90 gr. Altının hesabı; 1/40 üzerinden yapılır. Eğer bu altın ticaretten değil de tarımdan elde edilmiş parayla alınmışsa; tarım mahsulü olduğu için altın olarak hesaplanmaz.  Tarım mahsullerinde ise; eğer insanlar tarafından sulanıyor ve su masraf yapılıyorsa 1/20’dir. Eğer Allah tarafından sulanıyor ve su, gübre masrafı yoksa o zaman 1/10 vermek zorundadır. Ama ticaretten elde etmiş olduğu parayla altın almışsa, o altın ticaret malıdır. Bu yüzden 1/40 üzerinden hesap edilir ve buna göre 90 gr. altının zekât miktarı 2.25 gramdır.

Zekât Kimlere Verilir, Camiye Zekât Verilir Mi?

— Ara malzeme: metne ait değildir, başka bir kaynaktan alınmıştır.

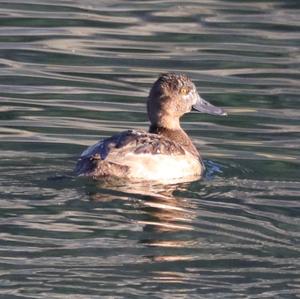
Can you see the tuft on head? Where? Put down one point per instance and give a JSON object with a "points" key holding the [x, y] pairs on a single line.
{"points": [[173, 81]]}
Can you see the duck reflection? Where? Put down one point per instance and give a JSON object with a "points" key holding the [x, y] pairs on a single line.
{"points": [[163, 213]]}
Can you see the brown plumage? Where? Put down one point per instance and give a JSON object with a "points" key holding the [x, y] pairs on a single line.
{"points": [[165, 151]]}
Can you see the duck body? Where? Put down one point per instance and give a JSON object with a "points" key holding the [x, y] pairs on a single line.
{"points": [[139, 155], [165, 153]]}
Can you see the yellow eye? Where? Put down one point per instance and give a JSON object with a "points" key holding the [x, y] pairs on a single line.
{"points": [[184, 91]]}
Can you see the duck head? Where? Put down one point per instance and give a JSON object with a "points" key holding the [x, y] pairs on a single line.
{"points": [[173, 95]]}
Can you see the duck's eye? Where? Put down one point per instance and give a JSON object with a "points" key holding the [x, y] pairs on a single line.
{"points": [[184, 91]]}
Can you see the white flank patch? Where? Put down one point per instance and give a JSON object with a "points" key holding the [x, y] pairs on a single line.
{"points": [[161, 167]]}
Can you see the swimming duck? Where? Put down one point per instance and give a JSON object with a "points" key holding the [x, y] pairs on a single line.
{"points": [[165, 152]]}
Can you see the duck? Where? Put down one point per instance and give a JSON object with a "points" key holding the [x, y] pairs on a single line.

Zekât malî bir ibadet olduğu için şartları Kur’an ve sünnette açıklanmıştır. Tevbe Sûresi’nin 60. ayetinde: “Sadakalar, -Allah’tan bir farz olarak- yalnızca fakirler, düşkünler, (zekât) işinde görevli olanlar, kalpleri ısındırılacaklar, köleler, borçlular, Allah yolunda (olanlar) ve yolda kalmış(lar) içindir. Allah bilendir, hüküm ve hikmet sahibidir” buyrularak zekâtın kimlere verileceği bildirilmiştir. Fakirlere, miskinlere, yolculara, borçlulara, muhallefi kulûba (kalbi İslam’a ısındırılmak istenenlere), zekât memurlarına ve ayrıca fi-sebîlilleh (Allah yolunda yapılan harcamalara) verilmelidir. ‘Fi-sebîlilleh’ hakkında ise iki görüş vardır: Bir kısım âlimler ‘fi-sebîlilleh’ kelimesini çok geniş tutmuş, Allah (c.c.) için olan bütün her şeyi içine almıştır. Örneğin; ‘cami de Allah içindir’ veya ‘bir kimse bu parayla hacca gönderilir çünkü hac da Allah içindir’ demişlerdir. Fakat bu görüş doğru kabul edilmemiş ve ekserî ulema tarafından red edilmiştir. Kur’an’da ‘fi-sebîlilleh’ kavramı bu kadar geniş değildir. ‘Fi-sebîlilleh’ Kur’an’da daima Allah yolunda cihadı kastederek kullanılır ve cihad maksatlı yani Allah’ın dinini hâkim kılma uğrunda yapılan faaliyetlere denir. Bu manada, Allah Azze ve Celle için yapılan tüm faaliyetler cihad değildir. Cami Allah içindir fakat cihad değildir. Bu sebeple camiye, hacca gidene ve sadece hayırlı amel maksatlı yapılan hizmetlere zekât verilemez. Bunlara zekâtla değil, nafile sadakalarla yardım yapılır. Fakat mesela cami; Fatih Sultan Muhammed’in İstanbul fethedilmeden evvel Bizans’a, fethe zemin hazırlamak için yaptırdığı cami gibi bir maksatla yapılıyorsa o zaman ona da zekât verilir. Çünkü bu caminin maksadı sadece ibadet değil İslam’ı oraya ulaştırmaktır. Camilerin dışında İslamî faaliyet yapılan vakıflardan da bazılarına verilir bazılarına verilmez. Bu ayetin hükmüne göre İslam’a hizmet eden bir grubun eğer cihad yani; Allah’ın dinini hâkim kılmak, şirki ortadan kaldırmak, küfrün kökünü kazımak, kâfirle cihad ve İslam Medeniyeti’ni kurmak gibi maksadı yok da sadece hizmet yapıyorsa bu cihad sayılmaz ve böyle grup ve vakıflara zekât verilemez. Çünkü Allah Azze ve Celle yolunda cihad başka, hizmet etmek başkadır.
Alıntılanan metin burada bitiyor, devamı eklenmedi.